この日は1月30日。2月1日から始まる中日ドラゴンズの沖縄キャンプを前に、注目の高卒ルーキー・根尾 昂(ねお・あきら)がこの辺りで自主トレを行なっているからだろうか――。そんな考えも浮かんだが、人々の目当ては野球ではなく、サッカーのスター選手だった。
「トーレス! トーレス!」
J1のサガン鳥栖が、J2のジェフユナイテッド市原・千葉と練習試合(45分×2本)を行なう競技場の観客席から、鳥栖のユニフォームを着た小さな女の子の声援が飛ぶ。その視線の先には、主将の腕章を巻き、チームの先頭で整列するフェルナンド・トーレスの姿があった。
観客席には、キャンプ中の練習試合とは思えないほどのファンが集まっていた。人数をざっと数えてみたが、400人は下らなかっただろう。
そんなファンが見守るなか、1試合目がスタート。沖縄の心地よい日差しが照りつけるピッチで、トーレスは序盤から意気揚々と駆け回った。3トップの中央に入り、相手の最終ラインの裏を狙ったり、少し下がってゲームの組み立てに参加したりと、鳥栖の攻撃にリズムを生み出す。すると12分、左からのクロスボールに鮮やかなボレーを合わせて先制点を挙げた。
その後も、34歳の元スペイン代表ストライカーは相手GKに猛然とプレスをかけるなど、守備でも軽快な動きを披露。新シーズンへ向けてモチベーションは高そうだ。
W杯、EURO(欧州選手権)、欧州チャンピオンズリーグと、至高のタイトルをすべて手にしてきた"スーパースター"が鳥栖にやって来たのは昨年7月。育成組織から過ごしたアトレティコ・マドリードでの2度目の契約を終え、次なる挑戦の場にJリーグを選んだ。
しかし、昨季はリーグ戦17試合の出場で3得点にとどまり、チームも14位でなんとかJ1残留にこぎ着けた。シーズン途中からの加入、監督交代など、トーレスが本来の力を出せなかった理由はいくつかある。だが、新シーズンには期待が持てそうだ。
鳥栖はこのオフ、ルイス・カレーラス・フェレール監督を招聘(しょうへい)し、新戦力に27歳のMFイサック・クエンカを獲得。両者ともバルセロナ出身のスペイン人だ。

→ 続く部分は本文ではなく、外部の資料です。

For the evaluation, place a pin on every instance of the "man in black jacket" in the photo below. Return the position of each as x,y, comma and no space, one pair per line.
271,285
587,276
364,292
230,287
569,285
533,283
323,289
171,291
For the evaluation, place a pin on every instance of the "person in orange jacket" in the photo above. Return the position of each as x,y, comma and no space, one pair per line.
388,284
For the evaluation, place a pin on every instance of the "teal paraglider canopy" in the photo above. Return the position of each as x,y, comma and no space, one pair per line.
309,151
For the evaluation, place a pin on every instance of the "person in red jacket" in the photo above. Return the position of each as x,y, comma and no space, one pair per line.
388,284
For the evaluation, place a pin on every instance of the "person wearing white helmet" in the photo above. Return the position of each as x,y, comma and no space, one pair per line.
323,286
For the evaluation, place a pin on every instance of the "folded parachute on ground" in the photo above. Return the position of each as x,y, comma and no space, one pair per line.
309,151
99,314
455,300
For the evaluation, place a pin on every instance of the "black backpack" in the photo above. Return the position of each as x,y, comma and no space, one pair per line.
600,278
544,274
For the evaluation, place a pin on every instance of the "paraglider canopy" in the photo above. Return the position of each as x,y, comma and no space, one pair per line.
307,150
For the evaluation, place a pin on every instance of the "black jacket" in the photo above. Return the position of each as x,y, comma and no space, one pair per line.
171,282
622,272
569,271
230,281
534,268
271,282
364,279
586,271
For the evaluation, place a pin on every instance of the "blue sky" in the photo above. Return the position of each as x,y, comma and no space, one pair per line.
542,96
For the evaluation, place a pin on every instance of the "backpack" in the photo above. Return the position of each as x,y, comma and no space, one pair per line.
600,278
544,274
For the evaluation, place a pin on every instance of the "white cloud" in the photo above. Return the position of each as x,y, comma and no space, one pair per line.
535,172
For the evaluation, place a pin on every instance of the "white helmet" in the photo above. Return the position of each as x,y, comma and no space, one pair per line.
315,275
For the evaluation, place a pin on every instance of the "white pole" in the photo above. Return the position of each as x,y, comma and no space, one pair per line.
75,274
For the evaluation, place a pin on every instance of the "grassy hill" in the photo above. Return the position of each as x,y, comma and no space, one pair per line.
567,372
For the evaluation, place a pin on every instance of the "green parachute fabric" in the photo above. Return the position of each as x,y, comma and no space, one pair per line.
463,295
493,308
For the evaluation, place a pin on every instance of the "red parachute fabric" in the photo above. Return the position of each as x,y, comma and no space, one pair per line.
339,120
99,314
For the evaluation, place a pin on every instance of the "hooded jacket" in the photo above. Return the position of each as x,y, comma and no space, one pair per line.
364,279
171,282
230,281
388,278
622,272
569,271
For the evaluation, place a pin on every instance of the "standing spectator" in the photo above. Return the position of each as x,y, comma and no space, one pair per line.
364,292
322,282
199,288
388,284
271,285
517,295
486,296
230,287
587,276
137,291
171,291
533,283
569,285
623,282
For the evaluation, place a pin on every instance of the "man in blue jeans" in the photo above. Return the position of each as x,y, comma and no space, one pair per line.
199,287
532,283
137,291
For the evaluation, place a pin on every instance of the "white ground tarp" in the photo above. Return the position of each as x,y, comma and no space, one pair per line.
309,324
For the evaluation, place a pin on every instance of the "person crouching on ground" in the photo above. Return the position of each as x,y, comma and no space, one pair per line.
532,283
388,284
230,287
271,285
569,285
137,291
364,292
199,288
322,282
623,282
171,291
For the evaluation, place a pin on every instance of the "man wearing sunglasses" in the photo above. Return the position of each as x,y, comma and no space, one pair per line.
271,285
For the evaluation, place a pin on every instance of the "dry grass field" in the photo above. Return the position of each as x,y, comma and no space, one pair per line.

現役時代、アトレティコ・マドリードでトーレスと共にプレーした経験がある新指揮官は、バルサ流のポゼッションを重視したサッカーをベースとしながらも、「フットボールも人生と同じで、バランスが大事」と、トーレスのスピードを生かすロングフィードも奨励しているようだった。
そしてクエンカは、バルセロナのファーストチームではあまり活躍できなかったが、昨季はイスラエルのクラブで国内リーグ優勝に貢献。この日は2試合目から出場し、トーレスとの共演はなかったものの、同僚のMF原川 力(はらかわ・りき)が「ドリブルの切り返しが深いし、斜に構えたボールの持ち方ができるからタイミングを計りやすい」と話したように、周囲の評価は上々だ。"同郷"のふたりの存在は、トーレスにとって心強いだろう。
■「少しだけ質問をしてもいいかな?」と直撃!
実は試合前、鳥栖の関係者には「今日はファンサービスもしないため、(トーレスの取材は)難しいかもしれません」と言われていた。しかし試合後、近くを通ったトーレスが会釈をしてくれたため、「少しだけ質問をしてもいいかな?」と英語で聞くと、「もちろん」と爽やかな笑顔で応じてくれた。
――今日は素晴らしいゴールを決めましたね。それ以外にも、あなたのプレーからは士気の高さが感じられました。
「まだプレシーズンだから、もちろんコンディションは万全ではないけど、日に日によくなっている。試合もたくさんやっているしね。今日の試合については、内容も結果もよかった。コンディションはひとつずつ積み上げているところさ」
――体制が変わり、初めて開幕から臨むことになるリーグ戦への期待は?
「今はチーム全体が新しいシステムと戦術に適応しているところ。監督の哲学もきちんと理解しなければならないから、とにかく今は集中することが大事なんだ。仲間も僕もすごく集中してトレーニングに励んでいるよ。たくさん走り込んでいるから、試合を戦うためのフィジカルの状態も上がっているはず。
今日は、その成果を少しは見せられたと思う。昨季とは違う戦い方で結果もついてきたし、ポジティブなことが多かったね。まだまだやることはたくさんあるけど、新しいスタイルに意欲的に取り組めている。今はとてもハッピーだよ」
3つ目の質問はチーム関係者に遮られてしまったため、「ありがとう、フェルナンド」と感謝を伝えると、「こちらこそ」とトーレスは言い、出口に向かった。
そして、競技場の壁には「ファンサービスはしません」という張り紙が張られているにもかかわらず、トーレス自ら出待ちをする大勢のファンのもとへ歩み寄り、サインや握手、写真撮影に応じた。
予定されていなかった"サプライズ"にファンたちからは歓声が上がり、あっという間に大きな人だかりの輪ができていった。それでもトーレスは疲れも見せずに丁寧に対応し、最後は軽く手を振ってバスに乗り込んだ。
実績、容姿、実力すべてを備えるストライカーは、メディアやファンにも寛大な"真のスーパースター"だった。